Dennis Hayes was an engineer, devoted to engineering values. His Hayes modems set the standard in the industry’s earliest days, and throughout the 1980s they carried a premium price. But when it seemed that 9,600 baud would be the analog speed limit, he bet his company on a newly engineered technology called the Integrated Services Digital Network, or ISDN. ISDN could do fast perfectly, and Hayes was a perfectionist.
On that day 10 years ago he showed me a new ISDN modem. It was bigger than his regular products, and would require phone company help to install, but it could run at an insane speed of 64 Kbps, while you talked on the same phone line.
Now Hayes made some other mistakes. (At the time, I thought Betty was a mistake — I’m not half as smart as you think I am.) He insisted on maintaining absolute control of his company, and never went public. He was more interested in quality than price or speed to market. He may have made other errors, but I could only watch from afar (being a journalist) so I was never privy to them.
When he was working for Hayes, Betty emphasized such things as brand, customer service, organization and marketing. He took those values to the West Coast, where he went to work with Sky Dayton in the mid-90s at EarthLink, then a tiny local ISP.

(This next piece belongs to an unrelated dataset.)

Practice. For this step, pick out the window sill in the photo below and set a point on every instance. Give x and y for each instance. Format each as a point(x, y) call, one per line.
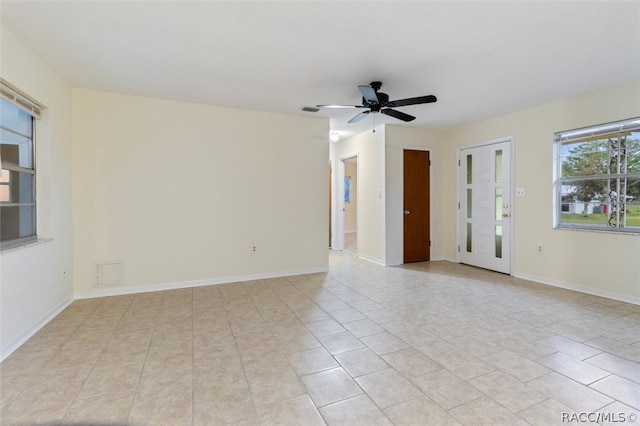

I like to think Betty brought with him the lessons of another Atlanta outfit, the Coca-Cola Co. People deride Coke as selling fizzy water, but the company put money into things like water purification as far back as the 1920s.
It made sure quality would match the claims, that every glass of “CoCola” (that’s how Southerners pronounce it) would taste like every other glass, anywhere in the world. Only then — when they could match their claims — did they market the heck out of it.
EarthLink is a lot like CoCola in that way. They treat customer service as an opportunity, not just a cost of doing business. It’s because quality meets expectations that they can market the heck out of it. It will be interesting to see if America Online can beat them back.
Here is the moral of the story.
The days of pure engineering are over. The days of the lone wolf are over. Quality matters, but what you offer must meet customer expectations, what you promise must be under your control, and at that point marketing wins. If you’re just about engineering, and you insist on running your own ship, somewhere there’s a bar rag with your name on it.